Die Idee:

Es müsste eine Möglichkeit gefunden werden, organische Abfälle direkt in petrolähnliche Produkte umwandeln zu können, in Anlehnung an die Urgeschichtliche Entstehung von Erdöl/ -gas.
Hier bietet sich die Pyrolyse an oder ein Verfahren ähnlich dem katalytischen Cracken von schwere Erdölanteilen.
Wie schön wäre es, die Biotonne, samt Inhalt, mit den Überresten des gestrigen MacWürg- Besuchs, des Brathuhn- Hökers vom Parkplatz und des verschimmelten Brotes eben mal in den Reaktor zu werfen und später mit dem produzierten Diesel daraus zum Lieblingsrestaurant zu fahren und einen kullinarischen Höhepunkt zu erleben...!!!
Der Hauptgrund der unbefriedigenden Pyrolyseverfahren liegt in der Grundstruktur dieser Verfahren. Die Umwandlung von Reststoffen erfolgt bei Temperaturen von mehr als 450°C . Die eigentliche Umwandlung geschieht durch die Bildung von kristallinem  Koks, der sich ab dieser Temperatur aus den Reststoffen bildet. Dieser Koks zersetzt die in der Umgebung befindlichen Kohlenwasserstoffe fast vollständig in Kokskristalle und Methan. Damit wird der Wasserstoff aus den Kohlenwasserstoffen R –CH3 in das Methan CH4  und die Kokskristalle umgelagert, d. h. aus verflüssigbaren Kohlenwasserstoffen wird Koks und Methan erzeugt. Zwar können Koks und Methan weitergenutzt werden, jedoch ist die Energieausbeute ungünstig und die bei den Verfahren entstehenden Umweltbelastungen durch CO2, Dioxin und Furan liegen weit ausserhalb der zulässigen Grenzwerte.

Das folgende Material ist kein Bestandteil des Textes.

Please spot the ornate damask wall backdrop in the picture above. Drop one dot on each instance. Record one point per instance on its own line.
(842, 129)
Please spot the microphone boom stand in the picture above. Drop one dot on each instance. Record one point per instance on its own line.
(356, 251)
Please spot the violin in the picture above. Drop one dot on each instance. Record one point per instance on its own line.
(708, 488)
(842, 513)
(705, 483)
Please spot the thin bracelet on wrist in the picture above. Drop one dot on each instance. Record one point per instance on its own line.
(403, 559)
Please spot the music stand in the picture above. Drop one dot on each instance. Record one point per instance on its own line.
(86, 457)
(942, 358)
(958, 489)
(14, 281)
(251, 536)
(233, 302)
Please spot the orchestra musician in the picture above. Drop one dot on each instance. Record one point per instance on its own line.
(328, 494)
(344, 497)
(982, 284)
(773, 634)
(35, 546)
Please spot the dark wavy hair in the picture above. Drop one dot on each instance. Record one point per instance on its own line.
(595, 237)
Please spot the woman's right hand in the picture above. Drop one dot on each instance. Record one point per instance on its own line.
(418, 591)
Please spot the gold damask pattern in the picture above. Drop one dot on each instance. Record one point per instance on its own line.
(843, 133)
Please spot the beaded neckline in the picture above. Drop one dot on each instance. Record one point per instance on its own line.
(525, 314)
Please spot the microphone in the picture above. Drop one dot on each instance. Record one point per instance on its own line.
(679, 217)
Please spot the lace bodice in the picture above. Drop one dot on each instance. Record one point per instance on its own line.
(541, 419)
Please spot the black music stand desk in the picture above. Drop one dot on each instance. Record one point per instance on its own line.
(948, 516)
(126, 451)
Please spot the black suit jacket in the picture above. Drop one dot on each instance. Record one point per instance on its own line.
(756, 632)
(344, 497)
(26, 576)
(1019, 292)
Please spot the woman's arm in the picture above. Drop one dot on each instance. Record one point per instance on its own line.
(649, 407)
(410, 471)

Ein neues Verfahren müßte die Bildung von Kokskristallen ausschließen und dafür einen wirksameren Katalysator verwenden, der die Kohlenwasserstoffe nicht in Methan und weitere Kokskristalle umlagert, sondern die Methylradikale erhält und lediglich die Moleküllängen reduziert, die Schadstoffe bindet (z.B. Chlor aus PVC) und festlegt, so dass diese aus dem Kreislauf entfernt werden können.
Vorbild für den Prozess kann die Erdölbildung sein. Vor Millionen von Jahren wurde abgestorbene, organische Materie mit suspendierten Tonmineralien abgelagert. Unter hohem Druck und Temperatur entstand hieraus Erdöl und Erdgas.
Der Katalysator muß die Reaktion so beschleunigen/ lenken, dass dieser Prozess nicht unbedingt 100 Millionen Jahre dauert, sondern wenige Stunden.

Zu den umsetztbaren Rohstoffen sollten gehören:

- Kunststoffe aller Art, auch PVC
- Gummi/ Autoreifen
- Altöle, Wachse, Fette aller Art, Trafoöle, Hydrauliköle
- landwirtschaftliche Abfälle, Tierabfälle, verdorbene Lebensmittel, Klärschlamm
- Krankenhausabfälle
- Raffinerierückstände, Bitumen, Teere
- pflanzliche Rohstoffe, Abfallholz, mit Schadstoffen belastetes Holz, wie
  z.B.Spanplatten, imprägnierte Möbelplatten, Papier, Baumschnitt, Sägeabfälle.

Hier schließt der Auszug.